Do you happen to have historical host-monitoring data available for when the replication interruption happened? You should definitely check for CPU (on both sides) and I/O (on the receiver/secondary) saturation.
We do have grafana and zenoss info going way back, I'll see if I can get a login there.
I remember when we first set up streaming replication initially, back then under postgres 9.0, the replication connection defaulted to using TLS/SSL; at the time with SSL/TLS compression enabled. The huge extra work that this incurred on the CPUs involved regularly made the WAL sender on the primary break streaming replication because it couldn't possibly keep up with the data that was being pushed into it encrypted & compressed TCP connection over a 10G link. (Linux's excellent perf tool proved invaluable in determining the exact cause for the high CPU load inside the postgres processes; once we had re-compiled OpenSSL without compression, the problem went away.)
Now of course modern TLS library versions don't implement compression any more, and the streaming ciphers are most probably hardware accelerated for your combination of hard- and software, but the lesson we learned back then may still be worth keeping in mind...
Very interesting read. I just re-examined all of our settings in postgresql.conf, pg_hba.con and recovery.conf and we don't have SSL enabled anywhere there.
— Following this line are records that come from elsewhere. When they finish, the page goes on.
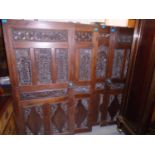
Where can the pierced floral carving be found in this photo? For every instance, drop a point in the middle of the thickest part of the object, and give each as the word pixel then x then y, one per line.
pixel 24 67
pixel 34 120
pixel 101 61
pixel 81 114
pixel 40 35
pixel 62 64
pixel 85 64
pixel 43 62
pixel 117 63
pixel 83 36
pixel 59 118
pixel 43 94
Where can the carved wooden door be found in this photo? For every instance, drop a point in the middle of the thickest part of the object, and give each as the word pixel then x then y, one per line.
pixel 40 57
pixel 111 68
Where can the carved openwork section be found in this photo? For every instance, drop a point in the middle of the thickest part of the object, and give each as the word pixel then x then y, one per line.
pixel 34 120
pixel 100 85
pixel 82 89
pixel 101 62
pixel 81 113
pixel 114 107
pixel 117 63
pixel 24 66
pixel 62 64
pixel 85 64
pixel 83 36
pixel 59 117
pixel 117 85
pixel 43 94
pixel 40 35
pixel 122 38
pixel 126 62
pixel 43 63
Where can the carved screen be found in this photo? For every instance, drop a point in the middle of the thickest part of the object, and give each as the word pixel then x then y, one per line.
pixel 85 64
pixel 101 62
pixel 62 64
pixel 40 35
pixel 83 36
pixel 126 62
pixel 34 120
pixel 59 118
pixel 43 62
pixel 117 63
pixel 24 66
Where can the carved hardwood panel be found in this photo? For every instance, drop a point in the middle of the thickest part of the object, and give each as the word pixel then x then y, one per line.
pixel 43 94
pixel 113 107
pixel 101 61
pixel 85 64
pixel 81 113
pixel 34 120
pixel 43 65
pixel 24 66
pixel 40 35
pixel 83 36
pixel 117 63
pixel 59 118
pixel 62 64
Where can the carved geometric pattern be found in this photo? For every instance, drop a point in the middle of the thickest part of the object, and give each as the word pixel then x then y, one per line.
pixel 114 107
pixel 62 64
pixel 117 85
pixel 43 94
pixel 24 67
pixel 99 85
pixel 59 118
pixel 34 120
pixel 125 38
pixel 40 35
pixel 101 62
pixel 82 36
pixel 117 63
pixel 43 61
pixel 101 107
pixel 81 113
pixel 82 89
pixel 85 64
pixel 126 62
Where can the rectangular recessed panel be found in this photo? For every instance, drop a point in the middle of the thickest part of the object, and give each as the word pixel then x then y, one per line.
pixel 101 62
pixel 43 65
pixel 117 63
pixel 83 36
pixel 40 35
pixel 62 64
pixel 24 66
pixel 85 64
pixel 43 94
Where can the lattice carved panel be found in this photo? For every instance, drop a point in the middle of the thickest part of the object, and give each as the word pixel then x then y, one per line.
pixel 24 66
pixel 62 64
pixel 43 62
pixel 81 113
pixel 85 64
pixel 59 118
pixel 83 36
pixel 34 120
pixel 43 94
pixel 40 35
pixel 126 62
pixel 117 63
pixel 101 62
pixel 114 107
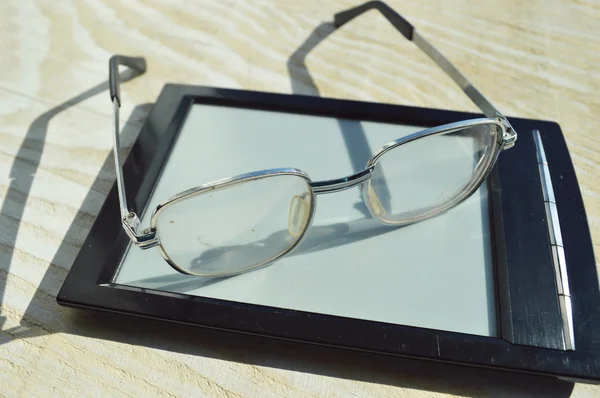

I'm going to assume that this isn't a bottleneck in our case then.
Other than that... have you verified that the network link between your hosts can actually live up to you and your manager's expectations in terms of bandwidth delivered? iperf3 could help verify that; if the measured bandwidth for a single TCP stream lives up to what you'd expect, you can probably rule out network-related concerns and concentrate on looking at other potential bottlenecks.
Thanks, I'll play around with some of these tools.